Custom Search

Friday, April 20, 2012

Processes - a modern approach to concurrency

I seem to keep running into an assumption that the only solution for concurrent operations is having multiple threads of control in a shared address space - aka "threading". This is in spite of this model having the rather nasty downside of exposing everything in memory to shared access and modification, making it very easy to inadvertently write ill-behaved code. It's as easy as linking with a standard library instead of the special "thread-safe" version of that same library - assuming there is a "thread-safe" version of the library!

Letting concurrent operations share address space is an old model. There is a modern alternative that people either dismiss or aren't aware of that doesn't suffer from the problems mentioned above. Unfortunately, more primitive operating systems don't support it very well, so languages and libraries that want to be cross-platform tend to use or recommend the more primitive threading model. I suspect this is why the assumption of it being the only solution is so widespread. I'm going to write this as if you didn't know about the alternative, even though it's very likely most of you do.

Some history

The shared address space model used by threads is very old. Early computers didn't support multiple address spaces, so it was forced on them. A typical system would divide the address space into parts, some for use by the system and some for use by user programs, and you could only have one normal user program running at a time - because there was only one address space.

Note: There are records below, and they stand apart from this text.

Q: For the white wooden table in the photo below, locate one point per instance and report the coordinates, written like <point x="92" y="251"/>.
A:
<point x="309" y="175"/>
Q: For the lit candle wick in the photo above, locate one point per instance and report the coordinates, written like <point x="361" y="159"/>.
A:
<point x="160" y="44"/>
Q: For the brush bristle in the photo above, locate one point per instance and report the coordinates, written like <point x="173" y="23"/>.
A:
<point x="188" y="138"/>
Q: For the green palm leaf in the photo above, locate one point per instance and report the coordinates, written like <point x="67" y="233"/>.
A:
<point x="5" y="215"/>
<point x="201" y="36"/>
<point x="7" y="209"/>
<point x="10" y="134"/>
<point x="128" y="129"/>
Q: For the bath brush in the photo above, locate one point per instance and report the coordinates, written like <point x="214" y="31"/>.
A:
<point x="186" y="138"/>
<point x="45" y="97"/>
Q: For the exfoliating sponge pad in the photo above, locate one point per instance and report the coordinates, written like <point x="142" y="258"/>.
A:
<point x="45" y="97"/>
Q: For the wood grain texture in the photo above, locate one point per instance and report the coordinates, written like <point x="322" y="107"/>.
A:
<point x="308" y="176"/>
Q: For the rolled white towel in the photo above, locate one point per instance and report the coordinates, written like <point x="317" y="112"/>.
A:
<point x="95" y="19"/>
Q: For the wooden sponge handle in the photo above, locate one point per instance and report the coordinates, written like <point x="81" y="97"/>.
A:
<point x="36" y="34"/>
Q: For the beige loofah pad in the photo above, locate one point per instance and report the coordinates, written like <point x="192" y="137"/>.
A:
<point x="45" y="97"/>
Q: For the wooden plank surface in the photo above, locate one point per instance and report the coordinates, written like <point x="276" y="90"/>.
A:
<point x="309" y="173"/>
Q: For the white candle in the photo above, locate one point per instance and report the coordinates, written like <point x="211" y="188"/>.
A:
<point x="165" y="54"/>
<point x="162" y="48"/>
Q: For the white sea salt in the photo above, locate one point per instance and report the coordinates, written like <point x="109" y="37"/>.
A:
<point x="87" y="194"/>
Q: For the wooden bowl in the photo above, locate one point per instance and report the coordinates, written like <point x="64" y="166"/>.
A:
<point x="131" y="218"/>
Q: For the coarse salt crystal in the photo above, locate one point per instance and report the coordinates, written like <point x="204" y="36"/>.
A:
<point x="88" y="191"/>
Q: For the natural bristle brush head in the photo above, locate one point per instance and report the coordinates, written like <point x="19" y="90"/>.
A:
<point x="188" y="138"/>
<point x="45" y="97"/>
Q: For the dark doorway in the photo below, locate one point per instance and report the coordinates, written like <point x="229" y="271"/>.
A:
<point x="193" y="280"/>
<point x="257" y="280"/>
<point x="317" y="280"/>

Of course, there are user programs that you want to always be running, or to run concurrently with some other programs. Such programs could be written to run in the existing shared address space, but had to be written specifically to do so. There were lots of issues with doing this, so the less said about this form of concurrency, the better.

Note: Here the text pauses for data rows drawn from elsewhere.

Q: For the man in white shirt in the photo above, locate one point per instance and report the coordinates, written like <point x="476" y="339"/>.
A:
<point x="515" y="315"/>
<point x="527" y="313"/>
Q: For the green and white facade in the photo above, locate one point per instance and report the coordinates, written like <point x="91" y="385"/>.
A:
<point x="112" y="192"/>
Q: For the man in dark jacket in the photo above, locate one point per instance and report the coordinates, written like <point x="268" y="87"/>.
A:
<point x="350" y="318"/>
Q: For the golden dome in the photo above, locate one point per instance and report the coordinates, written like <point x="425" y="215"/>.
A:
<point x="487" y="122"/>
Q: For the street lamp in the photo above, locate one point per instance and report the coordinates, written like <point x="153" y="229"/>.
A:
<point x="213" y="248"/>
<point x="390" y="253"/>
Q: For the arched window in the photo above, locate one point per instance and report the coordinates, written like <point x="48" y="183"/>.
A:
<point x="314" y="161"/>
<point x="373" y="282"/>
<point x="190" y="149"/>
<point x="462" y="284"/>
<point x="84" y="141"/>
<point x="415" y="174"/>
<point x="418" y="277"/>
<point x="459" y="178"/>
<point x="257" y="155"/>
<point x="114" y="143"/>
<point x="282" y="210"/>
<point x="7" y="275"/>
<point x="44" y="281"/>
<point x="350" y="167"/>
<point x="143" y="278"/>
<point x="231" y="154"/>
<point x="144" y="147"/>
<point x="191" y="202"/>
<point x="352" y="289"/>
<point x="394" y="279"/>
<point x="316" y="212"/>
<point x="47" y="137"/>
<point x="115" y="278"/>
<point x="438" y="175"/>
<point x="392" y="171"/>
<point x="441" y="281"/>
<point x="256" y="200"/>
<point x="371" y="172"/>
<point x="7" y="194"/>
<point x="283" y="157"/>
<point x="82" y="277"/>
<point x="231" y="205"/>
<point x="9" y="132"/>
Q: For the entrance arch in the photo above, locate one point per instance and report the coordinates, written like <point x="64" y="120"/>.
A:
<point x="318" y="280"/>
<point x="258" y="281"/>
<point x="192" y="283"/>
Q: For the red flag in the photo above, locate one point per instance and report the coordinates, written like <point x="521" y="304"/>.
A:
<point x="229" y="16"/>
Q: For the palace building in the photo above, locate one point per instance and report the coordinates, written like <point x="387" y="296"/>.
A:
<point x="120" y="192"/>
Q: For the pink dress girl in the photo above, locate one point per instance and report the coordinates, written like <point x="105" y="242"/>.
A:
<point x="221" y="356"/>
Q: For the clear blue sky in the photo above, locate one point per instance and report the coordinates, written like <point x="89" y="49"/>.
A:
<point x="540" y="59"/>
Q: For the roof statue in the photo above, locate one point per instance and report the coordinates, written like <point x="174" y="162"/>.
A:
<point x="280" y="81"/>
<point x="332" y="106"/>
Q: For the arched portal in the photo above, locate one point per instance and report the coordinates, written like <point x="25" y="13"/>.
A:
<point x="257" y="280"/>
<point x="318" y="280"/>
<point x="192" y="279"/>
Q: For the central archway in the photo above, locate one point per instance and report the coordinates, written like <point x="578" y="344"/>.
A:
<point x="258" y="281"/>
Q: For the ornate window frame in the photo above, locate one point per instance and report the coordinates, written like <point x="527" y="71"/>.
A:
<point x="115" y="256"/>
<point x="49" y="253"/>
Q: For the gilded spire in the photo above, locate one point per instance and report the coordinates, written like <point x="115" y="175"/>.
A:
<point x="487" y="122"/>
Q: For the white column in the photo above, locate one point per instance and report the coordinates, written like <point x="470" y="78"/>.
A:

When hardware support for multiple address spaces was first introduced, systems still had address spaces shared between the user and system, and concurrent operations were still painful. It was mostly used to support simultaneous users, rather than concurrent operations in a single application. If you wanted that, you still had no choice but to write code specifically intended to share a single address space. It might be possible to create a new address space, but that was hideously expensive and convoluted, and communications between them was painful at best.

As an aside, some systems did make things a bit easier - they insisted that user programs be position independent code, so they could be loaded anywhere in the shared address space. This meant that concurrent operations didn't require special code, as all user programs were special.

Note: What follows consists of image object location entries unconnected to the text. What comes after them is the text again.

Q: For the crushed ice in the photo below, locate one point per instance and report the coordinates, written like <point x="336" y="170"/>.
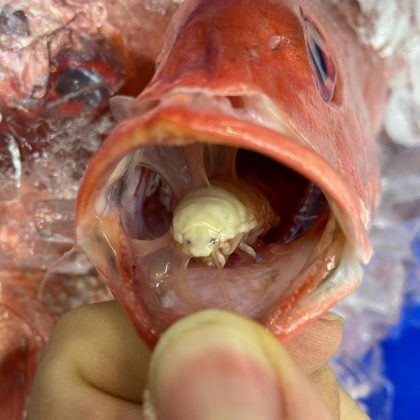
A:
<point x="393" y="277"/>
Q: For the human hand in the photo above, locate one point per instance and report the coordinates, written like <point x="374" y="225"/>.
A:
<point x="210" y="365"/>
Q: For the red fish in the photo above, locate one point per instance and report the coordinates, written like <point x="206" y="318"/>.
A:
<point x="60" y="62"/>
<point x="279" y="95"/>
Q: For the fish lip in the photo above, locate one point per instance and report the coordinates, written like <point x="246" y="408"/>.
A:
<point x="194" y="125"/>
<point x="224" y="129"/>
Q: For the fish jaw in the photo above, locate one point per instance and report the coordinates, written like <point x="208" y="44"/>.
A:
<point x="100" y="235"/>
<point x="220" y="81"/>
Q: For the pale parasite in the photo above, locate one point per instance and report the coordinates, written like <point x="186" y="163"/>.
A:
<point x="211" y="223"/>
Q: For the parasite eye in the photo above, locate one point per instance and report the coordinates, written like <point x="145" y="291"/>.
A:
<point x="321" y="64"/>
<point x="14" y="22"/>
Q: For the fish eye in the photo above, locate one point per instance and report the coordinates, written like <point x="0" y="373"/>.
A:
<point x="321" y="63"/>
<point x="82" y="82"/>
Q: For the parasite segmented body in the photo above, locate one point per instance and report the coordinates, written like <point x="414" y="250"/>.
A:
<point x="213" y="222"/>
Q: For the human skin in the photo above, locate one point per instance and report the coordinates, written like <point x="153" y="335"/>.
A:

The breakthrough idea is putting each user program in it's own address space, and making communications between them cheap and easy. To be practical, this meant that creating a new address space also had to be cheap and easy, at least compared to doing the same thing on earlier systems. The resulting things are known as processes.

The cost of processes for concurrency

While non-shared address spaces for the concurrent processing does solve the problems that come from everything being shared, they do come with some extra costs. Those aren't as great as they appear at first glance.

Creation costs

In a modern system, a new process is created by copying the parent. This involves the cost of creating a new thread of control - which has to be paid if the address space is shared or not. It also involves creating a copy of the descriptors for the data space, making the new ones copy on write. This isn't very expensive, as it all happens in memory. The cost will go up as the child writes to non-shared memory, since the system will automatically copy those parts of memory. This is probably more expensive than properly locking all access to that memory, but there is no way to create a locking bug. This is similar to garbage collection, where you pay with performance for having something else pick up unused memory, but in return you eliminate the possibility of bugs that use freed memory. This is generally considered a good trade off.

Memory costs

The threading model uses minimal extra memory. It just needs to allocate a new stack for each thread.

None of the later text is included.